Yes. TdB Labs can conjugate dextran 10kDa with Oregon Green 488 dye and Fluorescein sodium as a customized product upon request.

All high molecular dextran derivatives (≥150 kDa), with or without an attached dye, will be soluble when heated to 50 °C during continuous stirring for 30 min.

FITC inulin, and in some cases also blue dextrans, will be soluble when heated to 80 °C during continuous stirring.

DEAE- and CM-dextrans will be dissolved faster if you add the powder to water (not the other way around) during continuous stirring.

Yes, it is possible to have only one thiol per molecule. However, such a functionalization is random which means that to have an average molar ratio CMD/Thiol =1:1, we will risk having some of the molecules unmodified. In other words, the final product will be an ensemble of CMD and CMDSH molecules (where CMD4-SH corresponds to the thiol-modified CMD4). Also, it is worth mentioning that separating CMD4-SH from CMD4 is a difficult task.

Currently, we do not have the exact measurements but the degree of cross-linking in Polysucrose 20 and Polysucrose 40 lies between 5 and 15% (mol/mol).

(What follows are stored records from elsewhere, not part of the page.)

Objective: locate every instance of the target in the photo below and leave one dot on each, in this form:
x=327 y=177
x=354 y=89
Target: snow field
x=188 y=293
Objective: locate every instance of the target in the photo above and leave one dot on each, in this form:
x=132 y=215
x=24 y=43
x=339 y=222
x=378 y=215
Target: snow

No, we do not provide sterile products.

No, Pharma grade is not equivalent to GMP grade. Pharma grade products undergo an additional process step to reduce cross-contamination during production, and the product is tested for bioburdens and solvent residues. However, production is not conducted according to GMP standards because we lack the GMP license, which entails more stringent and detailed requirements for the lab environment, facilities, processes, etc.